Although Switzerland no longer imports Iranian oil, about one third of the world’s oil deals are thought to be brokered by five Swiss-based commodity-trading giants – Glencore, Gunvor, Vitol, Trafigura and Mercuria.

Avet assured swissinfo.ch that the commodity traders would follow the sanctions in business involving the US.

She said the same question had arisen over the EU sanctions. But there the problem is that the EU has only issued a decision, and it is not yet clear how the measures are to be implemented in practice.

“So at the moment we cannot give you any more information,” she told swissinfo.ch. “But clearly, in trading and doing business with countries which have introduced these sanctions, we shall keep to them.”

Markwalder pointed out that Switzerland is a major trading centre for raw materials, in particular oil products, and some large companies were deeply involved. But she added that it is not clear to what extent they would be affected as far as oil products from Iran are concerned, if at all.

“It would actually be in the interest of these firms to obey the sanctions.
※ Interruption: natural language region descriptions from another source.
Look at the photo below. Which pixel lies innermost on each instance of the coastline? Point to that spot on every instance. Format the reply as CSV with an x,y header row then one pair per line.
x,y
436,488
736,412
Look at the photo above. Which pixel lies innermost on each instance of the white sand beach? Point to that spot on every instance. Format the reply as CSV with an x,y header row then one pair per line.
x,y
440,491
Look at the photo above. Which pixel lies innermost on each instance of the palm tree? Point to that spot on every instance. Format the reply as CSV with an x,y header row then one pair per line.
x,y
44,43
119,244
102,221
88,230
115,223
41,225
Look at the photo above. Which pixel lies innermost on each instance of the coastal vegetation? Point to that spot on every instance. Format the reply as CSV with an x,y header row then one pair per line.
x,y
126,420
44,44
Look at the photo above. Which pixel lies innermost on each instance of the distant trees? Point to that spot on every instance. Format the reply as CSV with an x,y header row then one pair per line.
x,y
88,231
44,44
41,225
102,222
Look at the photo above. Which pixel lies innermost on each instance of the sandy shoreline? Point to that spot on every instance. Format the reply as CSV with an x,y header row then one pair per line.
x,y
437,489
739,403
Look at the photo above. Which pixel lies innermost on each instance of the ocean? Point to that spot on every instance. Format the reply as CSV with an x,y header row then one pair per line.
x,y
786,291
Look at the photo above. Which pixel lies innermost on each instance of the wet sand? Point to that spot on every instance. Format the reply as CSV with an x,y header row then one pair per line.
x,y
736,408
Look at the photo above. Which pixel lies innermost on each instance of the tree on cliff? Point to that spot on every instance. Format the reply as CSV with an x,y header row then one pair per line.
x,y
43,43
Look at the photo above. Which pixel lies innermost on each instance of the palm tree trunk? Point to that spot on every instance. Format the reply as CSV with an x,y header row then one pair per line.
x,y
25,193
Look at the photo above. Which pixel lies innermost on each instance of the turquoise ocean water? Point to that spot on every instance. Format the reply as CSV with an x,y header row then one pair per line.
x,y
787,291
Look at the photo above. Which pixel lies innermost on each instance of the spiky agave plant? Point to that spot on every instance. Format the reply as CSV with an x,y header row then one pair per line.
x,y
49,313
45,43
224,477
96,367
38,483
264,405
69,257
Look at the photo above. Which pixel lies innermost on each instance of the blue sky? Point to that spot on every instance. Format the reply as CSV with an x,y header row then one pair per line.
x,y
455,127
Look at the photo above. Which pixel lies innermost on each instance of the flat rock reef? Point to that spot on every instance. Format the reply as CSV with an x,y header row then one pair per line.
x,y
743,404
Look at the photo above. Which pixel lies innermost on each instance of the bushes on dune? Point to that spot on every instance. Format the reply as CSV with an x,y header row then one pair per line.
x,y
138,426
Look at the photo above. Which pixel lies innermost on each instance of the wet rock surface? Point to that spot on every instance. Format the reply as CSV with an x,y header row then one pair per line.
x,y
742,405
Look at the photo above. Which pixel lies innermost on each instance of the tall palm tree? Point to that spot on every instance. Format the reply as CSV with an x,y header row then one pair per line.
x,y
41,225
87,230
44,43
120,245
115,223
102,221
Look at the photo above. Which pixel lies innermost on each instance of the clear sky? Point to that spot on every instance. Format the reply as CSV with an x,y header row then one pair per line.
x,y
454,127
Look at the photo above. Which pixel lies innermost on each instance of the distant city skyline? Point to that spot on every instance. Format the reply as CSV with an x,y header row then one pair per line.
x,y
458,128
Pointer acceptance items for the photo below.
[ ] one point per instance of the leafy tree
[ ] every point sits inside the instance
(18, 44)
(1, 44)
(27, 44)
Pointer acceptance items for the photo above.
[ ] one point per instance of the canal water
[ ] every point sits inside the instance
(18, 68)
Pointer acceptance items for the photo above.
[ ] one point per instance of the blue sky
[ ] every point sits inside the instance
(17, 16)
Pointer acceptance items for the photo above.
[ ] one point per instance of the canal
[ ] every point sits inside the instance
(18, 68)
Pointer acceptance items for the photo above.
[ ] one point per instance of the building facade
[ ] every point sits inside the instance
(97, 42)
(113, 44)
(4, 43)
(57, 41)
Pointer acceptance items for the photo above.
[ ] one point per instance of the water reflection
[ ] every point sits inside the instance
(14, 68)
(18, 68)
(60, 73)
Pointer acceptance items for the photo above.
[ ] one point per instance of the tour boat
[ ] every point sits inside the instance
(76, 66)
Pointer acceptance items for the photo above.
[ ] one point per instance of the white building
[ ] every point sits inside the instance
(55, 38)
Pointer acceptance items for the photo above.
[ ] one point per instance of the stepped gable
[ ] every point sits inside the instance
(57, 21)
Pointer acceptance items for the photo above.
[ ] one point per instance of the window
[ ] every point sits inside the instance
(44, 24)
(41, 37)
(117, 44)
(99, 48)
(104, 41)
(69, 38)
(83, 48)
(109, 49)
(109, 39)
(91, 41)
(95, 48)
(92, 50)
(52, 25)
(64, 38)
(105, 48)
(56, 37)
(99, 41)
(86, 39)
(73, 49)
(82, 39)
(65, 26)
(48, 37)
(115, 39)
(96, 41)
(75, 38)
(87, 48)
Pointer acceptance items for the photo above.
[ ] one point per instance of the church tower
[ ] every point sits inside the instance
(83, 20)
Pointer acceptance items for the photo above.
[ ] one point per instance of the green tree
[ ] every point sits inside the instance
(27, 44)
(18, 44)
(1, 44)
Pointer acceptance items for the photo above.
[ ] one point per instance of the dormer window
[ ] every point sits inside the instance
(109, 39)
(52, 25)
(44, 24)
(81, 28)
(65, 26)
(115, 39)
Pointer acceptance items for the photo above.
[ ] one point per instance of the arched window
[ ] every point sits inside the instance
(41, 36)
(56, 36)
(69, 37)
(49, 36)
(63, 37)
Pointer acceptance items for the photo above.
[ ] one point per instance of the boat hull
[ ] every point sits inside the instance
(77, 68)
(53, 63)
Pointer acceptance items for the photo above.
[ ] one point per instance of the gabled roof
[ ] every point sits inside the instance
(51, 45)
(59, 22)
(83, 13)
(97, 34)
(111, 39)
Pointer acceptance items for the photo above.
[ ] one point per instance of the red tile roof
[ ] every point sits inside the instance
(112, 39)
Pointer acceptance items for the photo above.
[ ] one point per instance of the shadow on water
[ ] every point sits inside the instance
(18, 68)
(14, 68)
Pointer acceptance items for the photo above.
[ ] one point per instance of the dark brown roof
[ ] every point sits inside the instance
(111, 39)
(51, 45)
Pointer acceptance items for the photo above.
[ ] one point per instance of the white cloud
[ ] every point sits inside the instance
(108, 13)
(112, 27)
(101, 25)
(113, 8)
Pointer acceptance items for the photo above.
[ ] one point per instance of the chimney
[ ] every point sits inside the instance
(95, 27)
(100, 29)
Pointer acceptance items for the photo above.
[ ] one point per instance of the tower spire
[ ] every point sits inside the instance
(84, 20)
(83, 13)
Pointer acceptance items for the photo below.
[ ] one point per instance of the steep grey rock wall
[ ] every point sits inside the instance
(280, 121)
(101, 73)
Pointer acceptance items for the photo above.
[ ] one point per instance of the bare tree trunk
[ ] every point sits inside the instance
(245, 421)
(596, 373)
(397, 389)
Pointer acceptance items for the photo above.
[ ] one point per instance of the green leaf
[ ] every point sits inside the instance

Since these businesses are involved in trade all over the world, they have no interest in losing market access, licences and so on in the US.”

Swiss response

The Swiss government is to consult about how it should react to the strengthened EU and US measures. It will take its decision on the basis of an assessment by Seco.

Markwalder said the foreign affairs committee would also be discussing the matter.

“Switzerland would need some very good arguments if it were to break ranks with the western states – that’s to say, the EU and US,” she said.

“It’s true that we play a rather special role as a protecting power in Iran, but we still cannot afford to stand aside and provide a platform for sanctions busting.”